Todas las aguas se estancan

Todas las aguas se estancan

CAPITULO PRIMERO

El invitado

La tarde languidece entre las sombras del bosque, que adquieren formas caprichosas en la frondosidad moteada. Un furtivo merodea por el Parque Natural de Sanabria, busca una pieza que le resuelva la semana. De repente, una bola de fuego resplandece en el cielo y deja un rastro tras de sí, una estela sinuosa. El objeto dibuja una parábola perfecta en el valle, iluminándose todo, hasta que la bola de fuego se pierde tras el horizonte. Después, solo hay silencio: árboles milenarios y silencio.

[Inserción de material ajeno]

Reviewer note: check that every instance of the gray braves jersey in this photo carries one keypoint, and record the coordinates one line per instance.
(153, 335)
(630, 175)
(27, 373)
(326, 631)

Aunque se acerca el verano, el furtivo tiene que ir pertrechado con un chaquetón, porque en estos parajes las noches son muy frías. Lleva un rifle de precisión colgado del hombro, una cantimplora de agua y una linterna para alumbrarse. Aprovecha la oscuridad, cuando los animales están más confiados y aturdidos, y se mueve como un depredador entre los arbustos mientras aguarda paciente a su presa para sorprenderla. Lleva un buen trecho recorrido merodeando, pero aún no ha encontrado nada, solo una gorra de tela que sin más ha guardado en la mochila cómo un trofeo. Cuando el furtivo se adentra en una zona poco accesible, para probar suerte cerca de una cueva escondida, divisa algo entre los matorrales que llama poderosamente su atención. Se acerca muy despacio, sin hacer ruido, y descubre que hay un cuerpo oculto entre las ramas y la maleza. Al verlo, el furtivo se queda inmóvil, casi petrificado, el susto le impide reaccionar. Es un joven, de unos veinte años, y está completamente desnudo. El reflejo lunar sobre la piel del muchacho produce un efecto extraño y hace que brille en la oscuridad. El furtivo enciende la linterna para ver mejor y comprueba esa tonalidad azulada característica que aflora en la piel cuando uno lleva varias horas muerto. La cabeza reposa ligeramente sobre uno de sus hombros, como si estuviera dormido. Tiene varias uñas de las manos rotas y las manos están unidas en las muñecas por unas esposas de cuero negro con tachuelas. En el pecho tiene unos cortes muy profundos a la altura del esternón, producidos probablemente por algún cuchillo de monte. Y en los tobillos lleva puestas unas argollas de metal que están unidas por una cadena. El furtivo se estremece ante la escena que esta contemplando y se compadece del muchacho. De repente escucha un ruido, que le obliga a girarse, pero no ve nada. Nada ni nadie alrededor. Solo las sombras fantasmagóricas de los árboles, que parecen acecharle, y el murmullo de la cascada que proviene del Mirador de las Ánimas donde la cola de caballo brota de la roca con una fuerza inmensa.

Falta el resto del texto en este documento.